De acordo com Paixão, a utilização de dispositivos portáteis de análise em papel despontou em 2007 com os trabalhos do professor George M. Whitesides, da Universidade de Harvard (Estados Unidos) visando análises de baixo custo para aplicações em regiões carentes ou distantes de grandes centros urbanos, também publicados na Angewandte Chemie. “O papel é um material fácil de obter em qualquer parte do mundo”, destaca. “A maior contribuição do estudo é que ele demonstra a fabricação de sensores utilizando a radiação emitida por um laser diretamente em uma estrutura de papel, permitindo sua produção em grande escala e com boa reprodutibilidade”, destaca.

O professor observa que a principal dificuldade para produzir dispositivos eletroquímicos em papel é o fato de a fabricação necessitar da adição de reagentes ou do controle do ambiente onde os sensores são produzidos. “No estudo apresentado, a fabricação aconteceu em uma única etapa, sem usar reagentes químicos ou fazer controle experimental”. O dispositivo será patenteado para permitir sua produção em grande escala. “O processo de produção utiliza um tipo de laser que já é utilizado pelas indústrias, sem precisar de adaptações”.

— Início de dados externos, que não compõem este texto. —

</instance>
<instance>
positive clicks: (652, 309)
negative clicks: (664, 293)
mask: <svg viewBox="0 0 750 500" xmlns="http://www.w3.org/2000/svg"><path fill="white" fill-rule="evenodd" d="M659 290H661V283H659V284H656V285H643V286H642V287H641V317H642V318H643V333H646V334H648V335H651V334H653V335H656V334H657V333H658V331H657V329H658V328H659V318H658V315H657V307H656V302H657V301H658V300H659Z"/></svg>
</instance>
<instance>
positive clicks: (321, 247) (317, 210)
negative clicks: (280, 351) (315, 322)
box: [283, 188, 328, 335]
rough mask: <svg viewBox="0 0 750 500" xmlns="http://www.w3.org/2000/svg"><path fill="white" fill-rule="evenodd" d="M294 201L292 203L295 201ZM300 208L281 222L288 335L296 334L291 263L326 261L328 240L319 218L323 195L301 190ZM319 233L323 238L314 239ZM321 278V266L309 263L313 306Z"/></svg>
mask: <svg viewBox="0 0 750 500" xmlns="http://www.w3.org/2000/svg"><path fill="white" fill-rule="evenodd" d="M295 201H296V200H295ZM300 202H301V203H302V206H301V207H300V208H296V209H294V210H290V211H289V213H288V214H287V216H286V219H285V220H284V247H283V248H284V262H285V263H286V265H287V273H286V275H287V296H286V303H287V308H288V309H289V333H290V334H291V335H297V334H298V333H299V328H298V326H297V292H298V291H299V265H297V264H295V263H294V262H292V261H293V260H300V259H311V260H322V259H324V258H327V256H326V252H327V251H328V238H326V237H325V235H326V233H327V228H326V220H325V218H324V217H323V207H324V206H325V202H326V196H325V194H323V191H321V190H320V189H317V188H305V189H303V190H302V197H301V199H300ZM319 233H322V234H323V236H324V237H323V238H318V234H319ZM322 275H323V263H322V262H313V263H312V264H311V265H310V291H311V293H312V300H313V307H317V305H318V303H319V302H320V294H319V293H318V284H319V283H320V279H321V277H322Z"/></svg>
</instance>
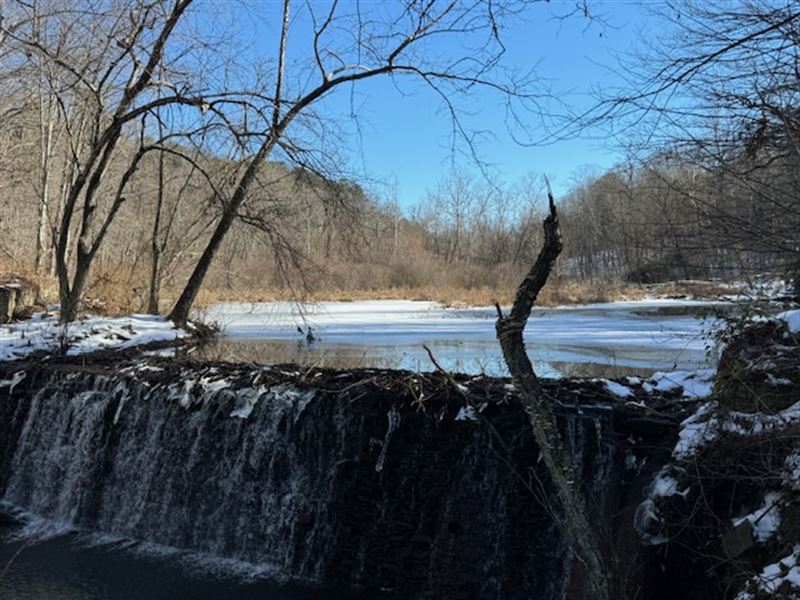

O artigo sobre o dispositivo foi aceito para publicação na revista alemã Angewandte Chemie no último dia 5 de outubro. A pesquisa conta com apoio da Fundação de Amparo à Pesquisa do Estado de São Paulo (Fapesp) e da Coordenação de Aperfeiçoamento de Pessoal de Nível Superior (Capes). O estudo teve a participação do professor Lucio Angnes, de William Reis de Araújo, doutor em química analítica, e dos alunos de doutorado Carolina Maria Resende Frasson, Wilson Akira Ameku, José Ricardo da Silva, do Dr. William Reis de Araujo e do professor Lucio Angnes.